Tuesday, December 29, 2009

Another Loss

About two years or so ago I was involved in a project to create a resource that would help 'stuck' churches get 'unstuck'. Simply put, we were trying to replicate the work an expensive consultant might do with a tool church leaders could use to do it themselves. It was a really good idea and we made great strides with things like clarifying your purpose, identifying your strengths, creating motivational imagery and more. Then it came to the most crucial piece of all, moving ineffective leaders out and putting effective leaders in. At this point the project came to a crashing halt.

Once again we ran into the immutable truth that an organization of any sort cannot thrive with poor leadership. Not only that, but poor leaders that refuse to see themselves as part of the problem won't proactively move out of the way. To make matters worse in a church setting poor leadership will actually drive out those who have good leadership skills thereby denying the church options. Since church is a volunteer organization those with strong leadership skills will only stay for so long under bad leaders before they pack up and go on to another church. Any church unwilling to move bad leaders out of position and allow good leaders to take their place will suffer the loss of good leaders until there aren't any left. It won't be long until such a church collapses and dies.

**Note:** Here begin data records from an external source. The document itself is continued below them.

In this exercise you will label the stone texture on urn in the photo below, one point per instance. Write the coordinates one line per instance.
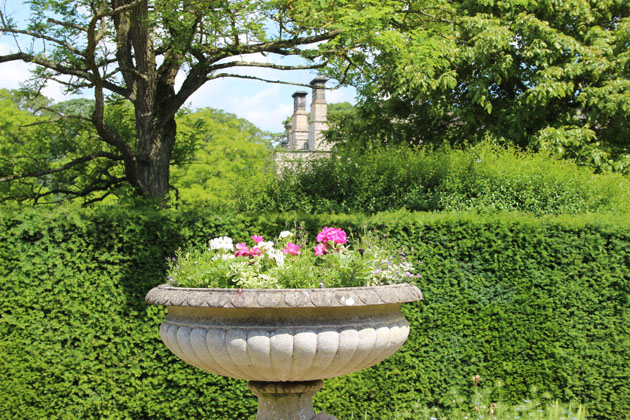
(284, 335)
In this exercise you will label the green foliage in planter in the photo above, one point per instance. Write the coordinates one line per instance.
(530, 300)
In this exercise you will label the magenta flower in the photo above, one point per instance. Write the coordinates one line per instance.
(320, 249)
(335, 235)
(241, 250)
(292, 249)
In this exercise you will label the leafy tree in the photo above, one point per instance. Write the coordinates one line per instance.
(136, 48)
(231, 154)
(541, 74)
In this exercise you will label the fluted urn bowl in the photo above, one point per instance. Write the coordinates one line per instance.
(284, 335)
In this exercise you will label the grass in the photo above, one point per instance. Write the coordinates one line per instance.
(485, 404)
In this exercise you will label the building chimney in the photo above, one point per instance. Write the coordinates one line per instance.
(299, 121)
(289, 133)
(318, 115)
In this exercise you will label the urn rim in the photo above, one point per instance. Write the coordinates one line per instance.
(167, 295)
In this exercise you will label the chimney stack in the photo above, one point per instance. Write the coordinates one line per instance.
(299, 122)
(318, 115)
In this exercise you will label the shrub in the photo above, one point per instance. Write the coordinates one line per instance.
(535, 301)
(483, 178)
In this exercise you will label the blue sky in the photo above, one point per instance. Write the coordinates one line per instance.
(264, 104)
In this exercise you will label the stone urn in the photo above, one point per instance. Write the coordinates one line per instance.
(284, 342)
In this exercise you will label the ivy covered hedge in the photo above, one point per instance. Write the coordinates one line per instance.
(530, 301)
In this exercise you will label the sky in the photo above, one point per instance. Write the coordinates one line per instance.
(264, 104)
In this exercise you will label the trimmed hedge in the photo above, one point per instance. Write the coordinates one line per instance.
(530, 301)
(483, 178)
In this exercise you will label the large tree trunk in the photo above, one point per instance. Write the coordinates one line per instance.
(155, 147)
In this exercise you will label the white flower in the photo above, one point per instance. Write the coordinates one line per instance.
(223, 242)
(224, 257)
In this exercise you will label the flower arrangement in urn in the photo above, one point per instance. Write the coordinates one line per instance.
(286, 314)
(290, 262)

This isn't just theory. It has happened once again. A strong leader with a heart for his church and a willingness to give time and abundant resources resigned from leadership in his church this week. After a three year struggle to get the Pastor to do something resembling leading...anything...he finally threw in the towel. This wasn't a man who sat in the seats every Sunday complaining and doing nothing. He was active in leadership, provided lots of resources, sought the aid and counsel of many outside experts, encouraged the Pastor and was constantly seeking ways to make the church an effective member of the community. Many churches would pay to have this sort of enthusiastic and talented leadership. This man's church, more pointedly, his pastor, refused almost all the help offered and worse. One of the few proactive things the pastor did was to call the people the man was seeking counsel from and tell them not to meet with him!

That is actively bad leadership. Sadly, this sort of behavior is repeated time and again in churches. I wish it were an isolated incident, but I'm sure that it's not. So, perhaps a bit quixotic, I forge ahead trying to find out how we can get bad leaders out of leadership and invite strong leaders in for the sake of revitalizing churches. It may just be an impossible dream.